炊き出しに使ったとして米は皆が持ち寄ったもので量も当然しれている。
「……そうだったんだね。私が、もっと粘ればよかった。米を持ってこれればよかったんだ……」
悔しげな波瑠に、柔らかな視線が投げかけられてきた。
「いえいえ、王妃様がここに来てくださったこと、それが私達には救いです。有り難いことです」
取りまとめの女が、薄っすら涙を浮かべている。
「お、おばちゃん!泣かないで!ごめんなさい!私、何もお役に立てなくて!でも、でも、米をなんとかするよっ!!」
「お、おばちゃん?!」
王妃の口から出た言葉とは思えないものに、女は仰天している。
「ははは、おかみさん、王妃様は、気負わない方なのだよ。おばちゃんで、いいだろう?」
すかさず、崔将軍が笑いながら言った。
集まって来ている皆も、つられて大笑いする。
雨は激しく降り続けるが、どこか、温かな空気が流れた。
「そうだ!私王妃なのよ!おじいちゃん!米をなんとか集めるよっ!」
突然いきり立つ王妃の姿に、将軍も、集まる皆も、またまたぽかんとして、開いた口がふさがらない状態になった。
「王妃様……米を集めると言っても……これ以上は、私達の食べるものが……流石にそれはお許しください!」
困惑の表情を皆は見せた。手元には確かに米が残っているがそれは、自分達の食料だ。それまで手を出すと、たちまち明日からの食べ物が無くなってしまう。
しかし、前にいる王妃は、米を集めると言っている。炊き出しの意義は理解しているが、明日の暮らしも、皆は守りたい。

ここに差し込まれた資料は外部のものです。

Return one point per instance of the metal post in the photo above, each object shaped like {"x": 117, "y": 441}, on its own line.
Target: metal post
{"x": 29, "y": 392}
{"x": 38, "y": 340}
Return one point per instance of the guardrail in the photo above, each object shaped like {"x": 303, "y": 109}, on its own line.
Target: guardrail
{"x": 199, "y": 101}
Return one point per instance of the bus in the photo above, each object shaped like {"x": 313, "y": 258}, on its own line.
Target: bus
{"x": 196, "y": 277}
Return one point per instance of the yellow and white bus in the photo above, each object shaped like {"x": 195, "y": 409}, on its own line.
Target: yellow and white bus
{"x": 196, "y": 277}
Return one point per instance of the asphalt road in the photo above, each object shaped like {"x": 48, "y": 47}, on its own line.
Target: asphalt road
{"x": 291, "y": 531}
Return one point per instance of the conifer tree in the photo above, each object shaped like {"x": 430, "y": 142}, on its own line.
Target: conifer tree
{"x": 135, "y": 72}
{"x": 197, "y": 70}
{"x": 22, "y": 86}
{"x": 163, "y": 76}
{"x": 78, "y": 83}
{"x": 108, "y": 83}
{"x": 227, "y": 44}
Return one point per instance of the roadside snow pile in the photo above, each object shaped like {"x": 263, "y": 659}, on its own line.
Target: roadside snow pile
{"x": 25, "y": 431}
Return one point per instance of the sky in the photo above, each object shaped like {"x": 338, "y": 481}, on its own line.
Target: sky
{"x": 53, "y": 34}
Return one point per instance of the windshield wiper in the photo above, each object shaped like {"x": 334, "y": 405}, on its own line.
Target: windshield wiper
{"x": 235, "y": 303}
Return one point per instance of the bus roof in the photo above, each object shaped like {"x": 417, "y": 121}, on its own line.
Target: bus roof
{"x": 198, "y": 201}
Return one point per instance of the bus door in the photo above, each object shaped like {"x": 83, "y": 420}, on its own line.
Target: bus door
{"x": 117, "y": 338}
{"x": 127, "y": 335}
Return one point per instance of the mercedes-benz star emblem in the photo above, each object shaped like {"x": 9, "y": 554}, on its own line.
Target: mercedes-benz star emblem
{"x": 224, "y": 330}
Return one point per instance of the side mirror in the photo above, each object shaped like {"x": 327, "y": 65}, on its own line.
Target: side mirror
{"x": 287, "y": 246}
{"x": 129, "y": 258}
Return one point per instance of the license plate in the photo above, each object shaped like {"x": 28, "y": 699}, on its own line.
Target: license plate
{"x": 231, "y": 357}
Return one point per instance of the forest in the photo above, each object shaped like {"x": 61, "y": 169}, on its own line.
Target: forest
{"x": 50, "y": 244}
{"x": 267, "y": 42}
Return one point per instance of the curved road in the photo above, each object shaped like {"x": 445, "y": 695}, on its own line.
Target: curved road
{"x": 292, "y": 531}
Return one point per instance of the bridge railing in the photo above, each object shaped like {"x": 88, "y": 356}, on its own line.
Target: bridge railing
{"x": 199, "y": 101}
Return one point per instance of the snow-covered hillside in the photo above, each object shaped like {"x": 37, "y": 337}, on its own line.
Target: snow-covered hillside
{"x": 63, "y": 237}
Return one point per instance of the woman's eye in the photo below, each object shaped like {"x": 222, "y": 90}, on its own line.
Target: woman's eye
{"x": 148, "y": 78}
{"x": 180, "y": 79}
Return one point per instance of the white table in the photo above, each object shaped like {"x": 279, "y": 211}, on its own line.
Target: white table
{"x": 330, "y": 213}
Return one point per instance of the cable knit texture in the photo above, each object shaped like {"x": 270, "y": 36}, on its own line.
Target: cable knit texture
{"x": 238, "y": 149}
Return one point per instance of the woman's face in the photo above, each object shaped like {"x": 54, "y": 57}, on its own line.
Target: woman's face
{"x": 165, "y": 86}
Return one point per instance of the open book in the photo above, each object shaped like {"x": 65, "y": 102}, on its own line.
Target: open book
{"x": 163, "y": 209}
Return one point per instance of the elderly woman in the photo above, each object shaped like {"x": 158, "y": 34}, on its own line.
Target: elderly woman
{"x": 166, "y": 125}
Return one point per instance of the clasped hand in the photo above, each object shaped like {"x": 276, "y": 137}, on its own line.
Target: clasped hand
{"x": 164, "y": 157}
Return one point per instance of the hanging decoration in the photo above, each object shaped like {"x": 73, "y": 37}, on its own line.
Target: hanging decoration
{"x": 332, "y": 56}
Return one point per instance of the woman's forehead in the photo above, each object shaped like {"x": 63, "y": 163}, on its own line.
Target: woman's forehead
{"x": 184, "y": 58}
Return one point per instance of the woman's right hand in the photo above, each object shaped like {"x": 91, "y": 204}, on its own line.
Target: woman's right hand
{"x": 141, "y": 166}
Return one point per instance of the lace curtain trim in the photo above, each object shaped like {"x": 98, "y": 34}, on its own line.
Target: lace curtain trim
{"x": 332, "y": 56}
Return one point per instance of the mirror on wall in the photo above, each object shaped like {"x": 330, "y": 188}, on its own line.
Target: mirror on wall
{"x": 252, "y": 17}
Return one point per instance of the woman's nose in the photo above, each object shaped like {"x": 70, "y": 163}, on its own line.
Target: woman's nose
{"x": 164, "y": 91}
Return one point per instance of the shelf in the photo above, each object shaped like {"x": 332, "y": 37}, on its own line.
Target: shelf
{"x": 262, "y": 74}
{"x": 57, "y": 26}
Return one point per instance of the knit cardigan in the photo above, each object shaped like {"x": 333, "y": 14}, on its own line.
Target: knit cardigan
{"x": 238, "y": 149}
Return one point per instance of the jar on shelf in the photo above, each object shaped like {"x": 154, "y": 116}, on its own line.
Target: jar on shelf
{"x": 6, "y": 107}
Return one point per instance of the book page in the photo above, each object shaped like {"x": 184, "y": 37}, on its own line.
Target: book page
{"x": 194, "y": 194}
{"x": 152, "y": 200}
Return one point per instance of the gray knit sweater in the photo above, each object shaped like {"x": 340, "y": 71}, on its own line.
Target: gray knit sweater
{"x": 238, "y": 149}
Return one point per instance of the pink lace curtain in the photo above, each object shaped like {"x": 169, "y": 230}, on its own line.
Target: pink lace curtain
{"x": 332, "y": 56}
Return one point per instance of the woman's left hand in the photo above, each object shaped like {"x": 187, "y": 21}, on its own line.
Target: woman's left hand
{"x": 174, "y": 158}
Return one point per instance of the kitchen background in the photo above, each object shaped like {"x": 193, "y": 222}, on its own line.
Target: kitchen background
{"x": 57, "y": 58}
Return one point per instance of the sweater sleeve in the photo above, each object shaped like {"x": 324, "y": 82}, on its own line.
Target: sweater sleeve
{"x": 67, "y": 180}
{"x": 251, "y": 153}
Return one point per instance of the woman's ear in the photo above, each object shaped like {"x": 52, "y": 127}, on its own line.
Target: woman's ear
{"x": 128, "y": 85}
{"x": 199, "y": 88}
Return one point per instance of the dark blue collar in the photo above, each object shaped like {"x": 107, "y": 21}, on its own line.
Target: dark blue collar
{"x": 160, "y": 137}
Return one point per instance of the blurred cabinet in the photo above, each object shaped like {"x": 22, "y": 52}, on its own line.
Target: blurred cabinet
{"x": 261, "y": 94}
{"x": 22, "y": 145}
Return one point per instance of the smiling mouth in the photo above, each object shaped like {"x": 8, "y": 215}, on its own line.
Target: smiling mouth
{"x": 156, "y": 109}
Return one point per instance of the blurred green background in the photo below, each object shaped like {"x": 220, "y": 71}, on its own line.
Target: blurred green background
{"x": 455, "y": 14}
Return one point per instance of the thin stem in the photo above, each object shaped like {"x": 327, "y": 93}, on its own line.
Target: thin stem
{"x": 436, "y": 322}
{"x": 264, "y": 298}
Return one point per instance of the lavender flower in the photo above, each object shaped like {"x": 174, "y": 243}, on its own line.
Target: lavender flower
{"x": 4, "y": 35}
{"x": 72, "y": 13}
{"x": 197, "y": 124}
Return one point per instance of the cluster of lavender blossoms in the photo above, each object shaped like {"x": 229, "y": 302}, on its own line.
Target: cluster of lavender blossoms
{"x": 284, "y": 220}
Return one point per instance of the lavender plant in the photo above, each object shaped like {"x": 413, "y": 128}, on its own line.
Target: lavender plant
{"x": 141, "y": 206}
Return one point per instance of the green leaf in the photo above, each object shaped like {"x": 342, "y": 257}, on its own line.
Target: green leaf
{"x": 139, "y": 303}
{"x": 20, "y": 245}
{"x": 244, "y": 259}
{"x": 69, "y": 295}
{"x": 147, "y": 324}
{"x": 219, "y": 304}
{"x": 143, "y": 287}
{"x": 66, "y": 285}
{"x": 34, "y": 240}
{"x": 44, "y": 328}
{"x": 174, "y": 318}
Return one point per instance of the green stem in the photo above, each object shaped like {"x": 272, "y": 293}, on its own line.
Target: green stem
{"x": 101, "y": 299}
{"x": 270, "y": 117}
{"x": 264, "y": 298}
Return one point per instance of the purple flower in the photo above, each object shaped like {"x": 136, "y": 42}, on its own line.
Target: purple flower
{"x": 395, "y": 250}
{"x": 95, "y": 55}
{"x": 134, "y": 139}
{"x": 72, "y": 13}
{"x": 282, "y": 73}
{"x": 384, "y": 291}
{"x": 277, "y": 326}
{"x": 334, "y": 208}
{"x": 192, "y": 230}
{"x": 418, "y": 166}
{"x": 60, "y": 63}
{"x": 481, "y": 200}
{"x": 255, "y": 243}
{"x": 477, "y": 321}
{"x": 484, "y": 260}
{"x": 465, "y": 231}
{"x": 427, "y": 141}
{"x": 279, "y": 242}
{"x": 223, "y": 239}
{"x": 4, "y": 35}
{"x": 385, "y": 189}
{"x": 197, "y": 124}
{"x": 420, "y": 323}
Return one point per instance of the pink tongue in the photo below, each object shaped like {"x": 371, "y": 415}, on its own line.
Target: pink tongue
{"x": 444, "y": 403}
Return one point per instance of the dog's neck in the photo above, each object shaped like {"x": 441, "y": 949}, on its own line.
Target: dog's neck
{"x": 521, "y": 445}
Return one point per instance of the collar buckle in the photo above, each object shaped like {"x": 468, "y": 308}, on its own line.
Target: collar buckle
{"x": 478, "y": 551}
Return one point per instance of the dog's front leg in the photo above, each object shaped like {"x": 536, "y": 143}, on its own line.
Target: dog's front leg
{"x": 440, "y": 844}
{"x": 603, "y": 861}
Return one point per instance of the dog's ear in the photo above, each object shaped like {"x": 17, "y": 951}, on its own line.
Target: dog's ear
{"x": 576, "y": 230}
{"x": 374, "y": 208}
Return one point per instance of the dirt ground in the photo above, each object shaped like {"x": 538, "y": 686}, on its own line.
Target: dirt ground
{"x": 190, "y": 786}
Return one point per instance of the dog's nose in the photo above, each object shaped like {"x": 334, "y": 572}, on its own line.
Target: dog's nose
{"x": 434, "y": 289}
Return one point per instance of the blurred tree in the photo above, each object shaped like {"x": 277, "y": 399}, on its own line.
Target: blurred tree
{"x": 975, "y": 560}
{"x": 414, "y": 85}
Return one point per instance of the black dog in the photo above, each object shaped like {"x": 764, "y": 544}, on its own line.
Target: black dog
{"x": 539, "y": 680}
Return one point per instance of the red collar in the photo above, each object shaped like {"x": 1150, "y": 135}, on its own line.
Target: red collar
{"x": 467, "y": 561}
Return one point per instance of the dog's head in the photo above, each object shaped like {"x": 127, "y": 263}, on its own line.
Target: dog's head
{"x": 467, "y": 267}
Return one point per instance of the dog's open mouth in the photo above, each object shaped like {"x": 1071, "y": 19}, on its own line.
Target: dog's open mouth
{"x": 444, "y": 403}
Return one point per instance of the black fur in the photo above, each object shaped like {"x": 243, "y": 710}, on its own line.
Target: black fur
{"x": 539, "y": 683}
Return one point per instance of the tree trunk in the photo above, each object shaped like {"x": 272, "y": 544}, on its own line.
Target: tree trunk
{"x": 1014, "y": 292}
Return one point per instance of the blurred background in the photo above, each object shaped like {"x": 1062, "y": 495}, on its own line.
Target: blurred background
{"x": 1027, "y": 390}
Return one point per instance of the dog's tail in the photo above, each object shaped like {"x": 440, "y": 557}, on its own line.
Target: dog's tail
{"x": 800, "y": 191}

「あっ!大丈夫!みんなは心配しないで!米は、蓄えてる所からぶんどればいいんだよ!王妃命令!」
「王妃命令?ですか?」
突然のことに、崔将軍も、波瑠をしげしげと見た。
「そう、米を持ってる者は、たくさんいるはず!のほほんとしてる貴族がいるでしょ?!」
そう、ここよりも、民よりも、高台に住まう貴族達は水害の被害に遭っていない。そして、何も手を差し伸べてないのだ。
「おじいちゃん!力を貸して!私が貴族の屋敷に行けば、米は手に入る!王妃命令だと逆らえないでしょ?!貴族の屋敷を今から回る!」
波瑠の突拍子もない発言に、これまた皆は驚く。
「いや、しかし、王妃様。貴族の屋敷を回るというのは……」
この雨の中だ。限界だろうと誰しもが思った時、それを止める怒鳴り声がした。
「馬鹿者!王妃よ!お前は身重なのだぞ!いつまでも雨の中で動き回っていて良いと思うなっ!」
王、清順が兵を連れて現れた。
乗る馬から血相を変えて降りると、王はぬかるみを気にすることなく、まっすぐに王妃の所へやって来た。
「さあ!宮殿に帰るぞ!」
言って、王は王妃の手首を掴んだ。
「……!こんなに体が冷えている。しかも、衣も濡れているではないか!」
途端に、兵が近づいて来て何かを差し出してくる。
「まさかと思い、着替えを持ってきた。あの天幕で着替えるのだ。誰ぞ手伝いを頼む……」
突然の王の登場に、場は静まり返っている。予想打にしなかった事に皆、驚きから平伏すらも忘れ固まりきっていた。
「着替え?!王様!あたしは、米を頼んだでしょ?!」
呑気に着替えなどできないと、何故、物資を運んでこなかったのかと波瑠は躍起になった。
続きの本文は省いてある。